Fatty food might cause brain damage, say scientists
Steve Connor is the Science Editor of The Independent. He has won many awards for his journalism, including five-times winner of the prestigious British science writers’ award; the David Perlman Award of the American Geophysical Union; twice commended as specialist journalist of the year in the UK Press Awards; UK health journalist of the year and a special merit award of the European School of Oncology for his investigative journalism. He has a degree in zoology from the University of Oxford and has a special interest in genetics and medical science, human evolution and origins, climate change and the environment.
Friday 07 September 2012
Fatty foods may damage the region of the brain responsible for regulating a person’s appetite, which could account for why overweight people often find it difficult to stick to a diet, scientists said.
A study has found that a diet rich in saturated fats leads to the sort of damage to the brain’s hypothalamus that would normally be seen during ischaemic stroke, when the nerves are starved of oxygen.
The hypothalamus is a key region of the brain involved in controlling appetite so the findings suggests that saturated fats may be having a direct affect on the ability of the body to stick to a diet, said Lynda Williams of the Rowett Institute for Nutrition and Health at Aberdeen University.

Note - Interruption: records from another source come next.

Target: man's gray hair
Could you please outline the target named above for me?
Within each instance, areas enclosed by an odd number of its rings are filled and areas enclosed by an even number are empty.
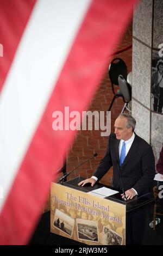
[[[135,127],[136,125],[136,120],[129,114],[126,114],[125,113],[120,114],[118,115],[118,117],[123,118],[126,117],[127,119],[127,123],[126,125],[127,128],[130,128],[130,127],[133,127],[133,132],[135,130]]]

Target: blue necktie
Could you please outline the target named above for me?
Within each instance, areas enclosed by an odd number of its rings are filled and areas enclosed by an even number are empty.
[[[126,157],[126,143],[125,141],[123,142],[123,145],[121,149],[121,155],[120,155],[120,166],[123,163],[124,159]]]

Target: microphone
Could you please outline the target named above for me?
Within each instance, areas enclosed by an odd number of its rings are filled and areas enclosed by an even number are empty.
[[[123,181],[122,181],[122,176],[121,176],[121,172],[120,167],[120,166],[119,166],[119,162],[118,161],[117,161],[117,168],[118,168],[118,172],[119,172],[119,173],[120,173],[120,180],[121,180],[121,181],[122,191],[123,191],[123,196],[124,196],[123,199],[126,201],[127,200],[127,198],[126,198],[126,194],[125,194],[125,193],[124,193],[124,187],[123,187]],[[121,169],[121,170],[122,170],[122,169]]]
[[[70,173],[72,173],[72,172],[73,172],[74,170],[76,170],[78,167],[79,167],[79,166],[82,166],[82,164],[83,164],[84,163],[86,163],[86,162],[87,162],[88,161],[90,160],[91,159],[92,159],[92,158],[93,157],[95,157],[96,156],[97,156],[98,155],[98,154],[97,153],[95,153],[93,154],[93,155],[91,157],[90,157],[89,159],[87,159],[87,160],[85,161],[84,162],[83,162],[83,163],[79,163],[79,164],[78,164],[76,167],[75,167],[74,169],[73,169],[73,170],[70,170],[70,172],[68,172],[68,173],[66,173],[66,174],[65,174],[64,176],[62,176],[59,180],[59,181],[58,181],[58,183],[60,183],[61,181],[62,180],[63,180],[65,178],[67,177],[67,176],[69,175],[69,174],[70,174]]]

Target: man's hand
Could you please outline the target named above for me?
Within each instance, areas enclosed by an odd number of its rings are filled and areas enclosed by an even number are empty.
[[[128,199],[132,199],[135,196],[136,196],[135,191],[134,191],[133,188],[130,188],[130,190],[127,190],[125,191],[126,197]],[[121,194],[121,196],[122,198],[124,198],[123,194]]]
[[[89,179],[86,179],[86,180],[83,180],[80,182],[78,183],[78,186],[82,185],[82,187],[83,187],[83,186],[84,186],[85,184],[86,184],[87,183],[91,183],[91,186],[93,187],[96,183],[96,180],[93,178],[90,178]]]

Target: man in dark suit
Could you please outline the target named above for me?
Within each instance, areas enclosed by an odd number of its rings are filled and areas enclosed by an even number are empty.
[[[154,157],[150,145],[134,132],[135,125],[130,115],[120,114],[115,123],[115,133],[109,137],[105,156],[93,176],[81,181],[79,186],[91,183],[93,186],[113,166],[113,187],[122,190],[120,165],[127,200],[150,191],[155,172]],[[145,211],[130,216],[129,243],[142,243],[145,220]]]

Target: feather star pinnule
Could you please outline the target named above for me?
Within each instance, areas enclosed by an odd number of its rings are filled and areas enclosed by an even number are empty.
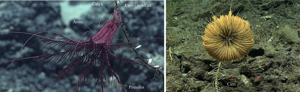
[[[228,15],[212,17],[202,36],[208,54],[221,62],[239,60],[248,54],[254,45],[249,22],[232,15],[231,10]]]

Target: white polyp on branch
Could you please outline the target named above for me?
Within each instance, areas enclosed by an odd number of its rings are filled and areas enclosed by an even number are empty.
[[[152,59],[150,58],[148,60],[148,64],[149,64],[152,62]]]
[[[142,46],[140,45],[138,46],[136,46],[136,47],[135,47],[135,49],[137,49],[137,48],[140,48],[140,47],[141,46]]]

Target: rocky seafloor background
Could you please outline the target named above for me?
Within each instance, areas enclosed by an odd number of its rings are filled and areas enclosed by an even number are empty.
[[[93,2],[103,3],[103,6],[92,5]],[[131,9],[123,18],[122,22],[128,31],[127,35],[132,38],[132,41],[143,38],[163,38],[163,1],[126,1],[121,2],[119,6],[121,13],[124,15],[130,9],[125,7],[126,3],[152,4],[152,7],[136,7]],[[108,19],[104,6],[109,15],[112,13],[115,6],[113,1],[0,1],[0,31],[16,31],[35,33],[48,31],[55,32],[71,38],[79,40],[83,34],[90,31],[84,24],[73,24],[74,20],[83,21],[83,23],[96,33]],[[56,35],[42,33],[40,35],[57,38]],[[83,39],[88,38],[86,35]],[[27,39],[32,35],[14,33],[0,33],[0,61],[2,62],[13,60]],[[52,53],[56,49],[45,49],[44,45],[35,37],[29,40],[17,58],[37,56]],[[123,32],[118,28],[113,39],[112,44],[118,43],[124,39]],[[134,38],[136,39],[135,39]],[[160,57],[153,65],[164,66],[164,40],[147,40],[137,51],[142,55],[146,49],[150,49],[147,56],[153,61]],[[132,50],[128,48],[121,51],[115,52],[116,55],[124,58],[134,59]],[[137,61],[139,59],[134,59]],[[0,74],[0,92],[32,92],[55,78],[69,63],[64,62],[57,64],[49,65],[50,62],[38,63],[32,59],[15,61],[3,74]],[[0,65],[2,72],[10,63]],[[127,92],[162,92],[163,82],[160,75],[154,77],[155,72],[143,66],[131,69],[125,69],[126,66],[114,64],[121,82],[125,85],[141,85],[144,89],[129,89]],[[58,82],[53,82],[38,90],[42,92],[73,92],[77,83],[78,74],[70,76]],[[92,75],[88,81],[81,89],[82,92],[95,92],[94,79]],[[154,80],[152,79],[154,78]],[[106,81],[106,82],[107,81]],[[104,92],[123,92],[117,90],[114,86],[110,87],[106,82]]]
[[[231,1],[166,1],[167,92],[213,92],[208,74],[216,60],[200,36],[212,15],[228,14]],[[222,92],[299,92],[300,1],[232,1],[233,14],[249,21],[255,41],[248,55],[228,63]],[[213,20],[212,20],[212,21]],[[260,80],[258,80],[258,78]],[[231,80],[231,78],[234,79]],[[228,86],[227,82],[235,83]]]

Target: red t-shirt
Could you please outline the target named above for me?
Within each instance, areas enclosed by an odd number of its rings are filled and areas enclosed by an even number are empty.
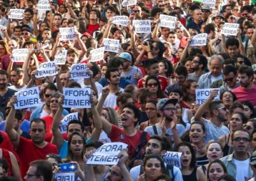
[[[161,90],[162,90],[162,91],[164,91],[166,87],[169,85],[168,79],[166,77],[161,76],[158,76],[157,77],[160,81],[160,84],[161,84]],[[138,86],[138,88],[142,88],[143,87],[143,78],[141,79],[138,82],[137,86]]]
[[[112,124],[112,130],[110,135],[110,138],[112,142],[122,142],[128,145],[128,154],[131,159],[135,154],[135,149],[139,145],[141,136],[143,131],[138,130],[135,135],[128,136],[124,130],[120,129],[117,126]],[[146,134],[146,141],[148,142],[150,136]]]
[[[45,159],[48,154],[57,154],[56,145],[50,143],[43,148],[39,148],[32,142],[32,140],[27,140],[20,137],[20,144],[17,149],[17,154],[20,158],[20,168],[22,177],[24,178],[29,168],[29,163],[37,159]]]
[[[45,140],[50,142],[52,141],[52,138],[53,137],[52,131],[52,123],[53,123],[53,118],[48,115],[42,118],[45,122],[46,127],[46,134],[45,135]],[[63,133],[62,137],[65,140],[68,140],[67,133]]]
[[[89,23],[87,26],[87,29],[86,29],[87,32],[88,32],[91,36],[94,33],[94,31],[98,30],[99,28],[99,25],[98,23],[96,25],[92,25]]]

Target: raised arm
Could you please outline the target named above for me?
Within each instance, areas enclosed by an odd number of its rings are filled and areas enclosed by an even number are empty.
[[[58,99],[59,108],[56,112],[55,116],[53,117],[53,123],[52,123],[52,133],[53,134],[53,139],[52,140],[52,143],[56,145],[58,149],[60,149],[63,145],[64,138],[59,126],[61,121],[61,117],[63,111],[63,95],[60,96]]]
[[[13,128],[14,122],[15,119],[15,109],[14,109],[14,105],[17,102],[17,97],[13,95],[10,100],[9,104],[11,108],[9,112],[8,116],[6,117],[6,123],[5,124],[5,131],[8,135],[10,140],[11,144],[13,145],[15,149],[18,149],[18,145],[20,144],[20,135]]]

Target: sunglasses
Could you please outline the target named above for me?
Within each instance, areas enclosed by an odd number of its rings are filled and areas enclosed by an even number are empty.
[[[235,142],[250,142],[250,139],[248,138],[241,138],[241,137],[236,137],[234,138],[234,141]]]

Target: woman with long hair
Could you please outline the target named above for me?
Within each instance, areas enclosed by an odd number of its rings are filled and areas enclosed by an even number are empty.
[[[182,99],[182,107],[190,109],[196,102],[196,89],[198,88],[197,83],[193,80],[187,80],[182,84],[181,88],[183,91]]]
[[[161,84],[156,76],[149,75],[146,79],[145,85],[149,91],[150,99],[157,100],[165,98],[164,93],[161,91]]]
[[[182,152],[181,158],[181,173],[184,181],[206,181],[202,171],[196,167],[196,153],[193,147],[188,142],[181,142],[176,145],[176,151]]]

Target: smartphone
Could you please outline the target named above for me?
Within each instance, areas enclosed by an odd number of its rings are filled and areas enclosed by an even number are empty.
[[[76,164],[71,163],[62,163],[60,165],[60,171],[76,171]]]

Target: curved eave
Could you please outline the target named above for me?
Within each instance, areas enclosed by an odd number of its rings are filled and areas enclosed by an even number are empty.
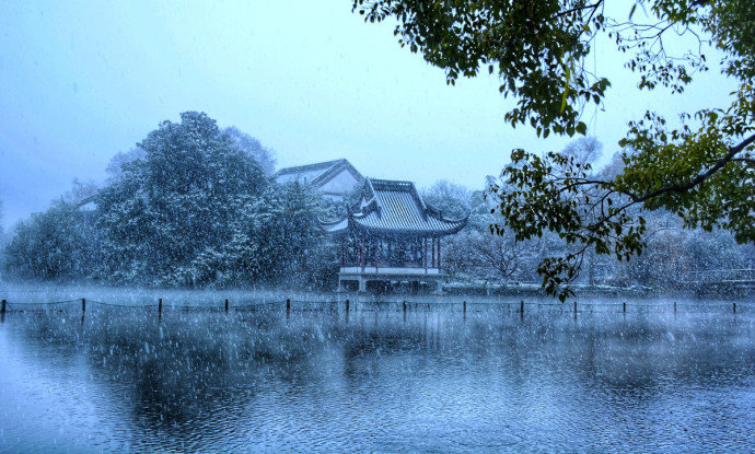
[[[466,226],[467,219],[463,219],[448,225],[446,229],[390,229],[390,228],[375,228],[370,225],[363,225],[358,219],[349,219],[349,228],[353,230],[359,230],[362,232],[369,232],[373,234],[383,235],[411,235],[411,236],[445,236],[458,233],[462,229]]]

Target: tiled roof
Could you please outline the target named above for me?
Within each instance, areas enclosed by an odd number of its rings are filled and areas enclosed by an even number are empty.
[[[428,206],[411,182],[367,178],[362,208],[347,218],[348,228],[373,233],[445,235],[456,233],[467,219],[446,219]],[[345,231],[345,220],[322,224],[328,232]]]

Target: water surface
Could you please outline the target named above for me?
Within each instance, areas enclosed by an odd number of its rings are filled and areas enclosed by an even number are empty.
[[[7,314],[0,451],[752,452],[752,311],[670,307]]]

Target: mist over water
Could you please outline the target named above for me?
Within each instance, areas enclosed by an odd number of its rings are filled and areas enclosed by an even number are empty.
[[[670,304],[9,313],[0,451],[751,450],[752,307]]]

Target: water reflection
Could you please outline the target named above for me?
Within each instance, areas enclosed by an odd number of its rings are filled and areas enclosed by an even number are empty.
[[[0,450],[747,451],[752,316],[88,307],[0,325]]]

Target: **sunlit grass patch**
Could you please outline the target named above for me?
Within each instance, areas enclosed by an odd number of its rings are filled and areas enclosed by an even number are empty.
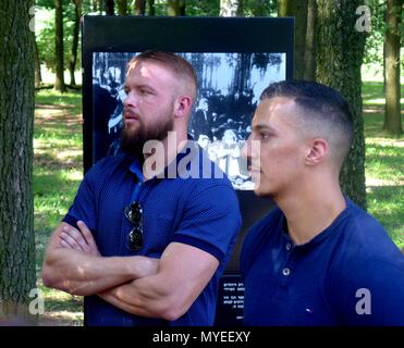
[[[83,325],[83,298],[39,285],[44,296],[45,313],[39,316],[42,325]]]

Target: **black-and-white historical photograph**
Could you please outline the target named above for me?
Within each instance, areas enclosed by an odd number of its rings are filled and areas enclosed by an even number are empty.
[[[227,173],[235,189],[253,189],[241,149],[261,91],[286,77],[285,53],[180,53],[198,77],[189,134]],[[136,52],[93,54],[94,157],[118,150],[126,63]]]

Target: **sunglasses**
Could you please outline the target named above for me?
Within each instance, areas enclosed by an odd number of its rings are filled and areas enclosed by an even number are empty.
[[[143,209],[139,202],[133,202],[124,209],[126,219],[134,225],[127,235],[126,248],[138,251],[143,247]]]

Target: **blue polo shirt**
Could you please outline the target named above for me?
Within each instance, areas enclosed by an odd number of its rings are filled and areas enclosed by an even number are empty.
[[[131,251],[125,246],[133,225],[124,216],[123,209],[131,203],[142,173],[138,163],[128,154],[105,158],[88,171],[63,221],[76,225],[83,220],[105,257],[160,258],[172,241],[194,246],[220,261],[213,277],[189,310],[176,321],[136,316],[98,296],[88,296],[85,298],[87,325],[213,324],[218,282],[240,229],[241,214],[230,181],[208,160],[205,151],[197,149],[193,156],[189,151],[180,153],[171,163],[171,166],[175,164],[174,170],[180,169],[177,174],[181,175],[172,175],[174,172],[168,166],[166,177],[171,178],[154,177],[139,186],[138,201],[144,216],[144,246],[139,251]],[[213,173],[219,174],[219,178],[212,177]]]
[[[245,325],[404,325],[404,257],[383,227],[346,209],[304,245],[276,208],[247,233]]]

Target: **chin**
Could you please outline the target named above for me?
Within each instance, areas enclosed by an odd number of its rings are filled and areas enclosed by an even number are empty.
[[[255,187],[254,194],[258,197],[269,197],[269,198],[273,197],[272,192],[268,188],[266,189],[261,186]]]

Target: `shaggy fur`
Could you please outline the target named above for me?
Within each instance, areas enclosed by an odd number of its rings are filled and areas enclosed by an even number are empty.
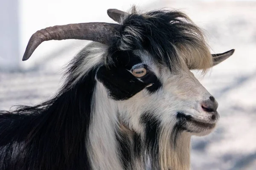
[[[191,133],[211,130],[187,122],[209,119],[187,108],[211,96],[189,69],[205,71],[212,59],[184,14],[135,11],[112,44],[77,55],[52,99],[0,111],[0,169],[189,169]],[[135,77],[140,65],[147,74]]]

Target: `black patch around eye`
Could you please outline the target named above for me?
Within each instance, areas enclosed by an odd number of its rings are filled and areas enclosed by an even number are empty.
[[[150,71],[148,71],[147,74],[141,78],[140,79],[147,85],[152,83],[152,85],[147,88],[146,89],[150,93],[154,93],[161,88],[162,84],[160,80],[154,74]]]
[[[110,68],[102,66],[97,72],[96,77],[108,90],[110,96],[117,100],[130,98],[147,85],[126,69],[114,66]]]

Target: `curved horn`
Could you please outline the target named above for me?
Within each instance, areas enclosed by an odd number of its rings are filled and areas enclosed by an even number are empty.
[[[121,22],[121,18],[128,13],[116,9],[108,9],[107,11],[108,14],[111,18],[118,23]]]
[[[88,23],[55,26],[38,31],[29,41],[23,61],[26,60],[44,41],[67,39],[84,40],[109,44],[115,39],[115,31],[121,26],[105,23]]]

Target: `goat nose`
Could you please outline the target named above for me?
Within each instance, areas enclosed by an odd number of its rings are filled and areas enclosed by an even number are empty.
[[[202,103],[201,106],[203,110],[207,112],[216,112],[218,104],[214,99],[211,96],[209,99]]]

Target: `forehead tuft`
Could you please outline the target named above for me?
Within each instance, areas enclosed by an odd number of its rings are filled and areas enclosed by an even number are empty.
[[[187,66],[204,70],[212,64],[202,31],[182,12],[160,10],[138,14],[133,8],[122,20],[111,51],[145,50],[171,71]]]

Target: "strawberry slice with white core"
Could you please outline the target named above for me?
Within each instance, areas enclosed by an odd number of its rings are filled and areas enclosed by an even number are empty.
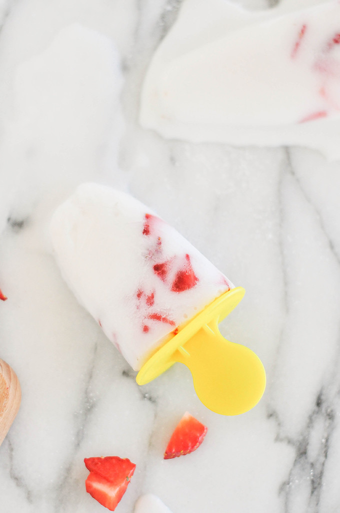
[[[196,450],[203,442],[207,429],[206,426],[185,412],[167,444],[164,460],[183,456]]]
[[[86,458],[84,462],[90,474],[86,491],[96,501],[114,511],[124,495],[136,465],[118,456]]]

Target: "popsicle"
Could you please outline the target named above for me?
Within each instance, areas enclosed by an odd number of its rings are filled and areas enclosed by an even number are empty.
[[[299,144],[340,157],[340,3],[315,3],[252,13],[187,0],[146,73],[142,125],[166,137]]]
[[[84,184],[54,212],[51,234],[65,281],[139,384],[179,361],[210,409],[222,402],[233,415],[257,403],[261,361],[217,328],[244,289],[175,228],[131,196]]]

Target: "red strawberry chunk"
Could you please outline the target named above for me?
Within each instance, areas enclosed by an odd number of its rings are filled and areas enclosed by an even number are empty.
[[[107,456],[86,458],[90,474],[86,480],[86,491],[100,504],[114,511],[125,493],[136,465],[127,458]]]
[[[182,269],[176,273],[171,290],[173,292],[183,292],[195,287],[198,278],[194,272],[190,256],[185,255],[185,263]]]
[[[162,262],[159,264],[155,264],[154,266],[154,272],[162,280],[165,282],[170,270],[169,262]]]
[[[196,450],[203,441],[207,427],[186,411],[177,424],[167,444],[164,460],[184,456]]]

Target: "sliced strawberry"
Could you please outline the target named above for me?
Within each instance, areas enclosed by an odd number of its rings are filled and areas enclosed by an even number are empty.
[[[186,411],[175,429],[164,455],[164,460],[196,450],[203,441],[207,427]]]
[[[90,475],[86,481],[86,491],[111,511],[125,493],[136,468],[127,458],[107,456],[86,458],[84,462]]]
[[[185,255],[185,261],[182,269],[176,273],[171,287],[173,292],[183,292],[195,287],[198,278],[194,272],[190,256]]]

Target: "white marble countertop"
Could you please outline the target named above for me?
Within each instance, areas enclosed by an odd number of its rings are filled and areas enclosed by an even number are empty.
[[[180,3],[0,3],[0,287],[8,297],[0,358],[23,391],[0,448],[1,513],[104,511],[85,491],[83,460],[108,455],[137,464],[120,513],[147,492],[173,513],[340,510],[340,163],[302,148],[189,144],[142,129],[143,77]],[[70,51],[75,33],[81,44]],[[149,205],[245,287],[221,329],[266,369],[251,411],[208,410],[180,364],[139,387],[77,304],[47,227],[89,180]],[[186,410],[207,426],[206,439],[164,461]]]

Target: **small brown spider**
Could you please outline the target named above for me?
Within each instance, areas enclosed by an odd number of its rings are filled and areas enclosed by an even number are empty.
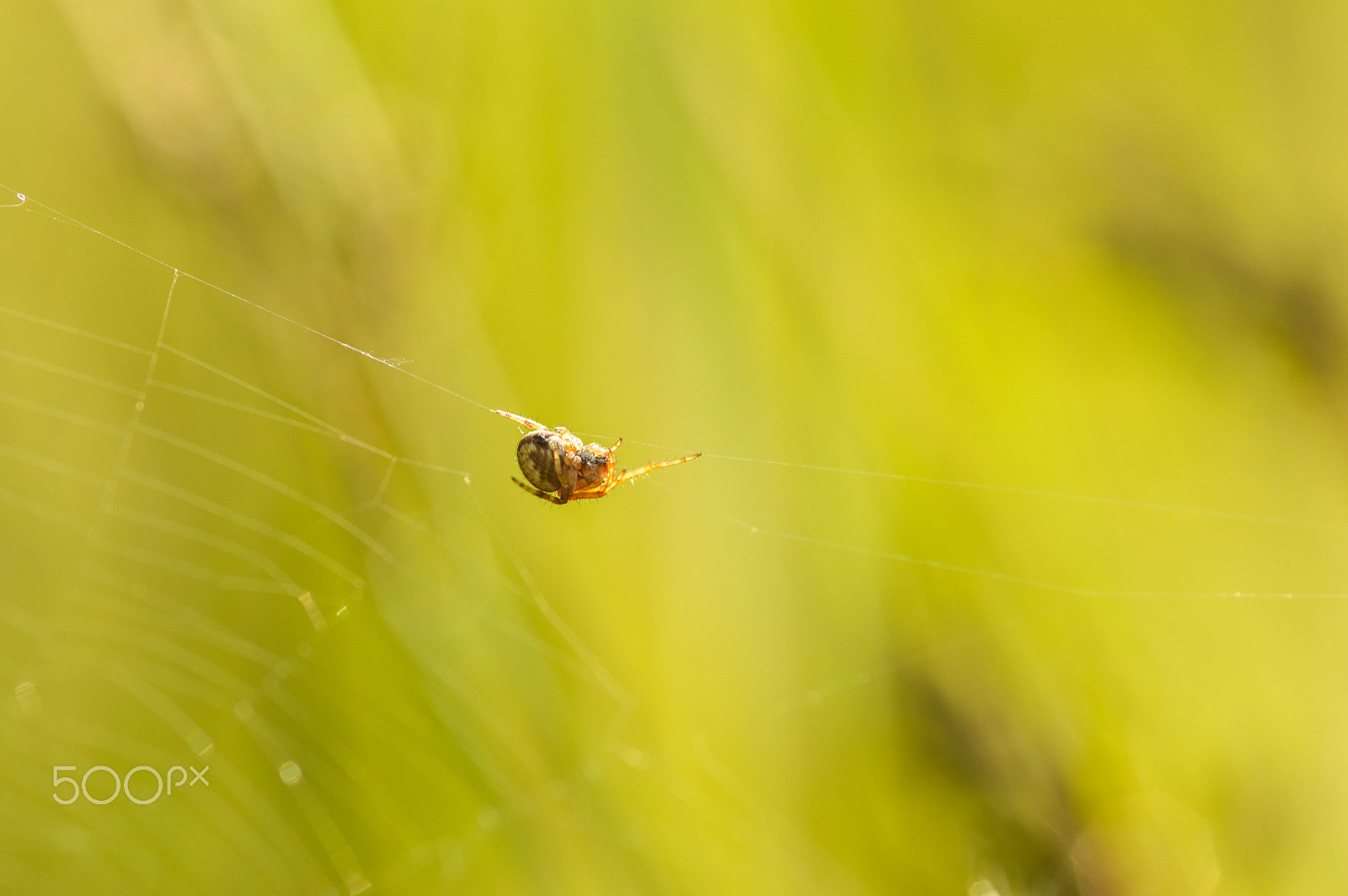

“The hypothalamus is a small area at the base of the brain containing neurones that control the amount of food we eat and the energy we expend. However, this control breaks down in obesity - the system appears not to work - and we don’t really know why this happens,” Dr Williams said.
“To help answer the question we used a strain of mice that is susceptible to weight gain and put half of them on a high-fat diet and the other half on a normal low-fat diet,” Dr Williams said
“After just three days we saw changes to the proteins [of the hypothalamus] and after one week we saw changes to the genes,” she told the British Science Festival.
“Our experiment reveals a potential mechanism whereby a high-fat diet that is energy dense can damage or injure the hypothalamus. These changes may lead to the break down of the energy-balance centres in the brain, and so encourage weight gain and obesity,” she said.
“I’m almost sure it’s a direct effect of the fats on the brain. One of the first things that happens to the hypothalamus early on in high-fat feeding is that it become insensitive to [appetite hormones], so there is a sort of global loss of control of appetite,” she added.
Although the research was carried out on mice, Dr Williams believes the same processes take place in the human brain. “There is some evidence from the US where they did brain scans on obese people and found some indication of damage in the hypothalamus,” she said.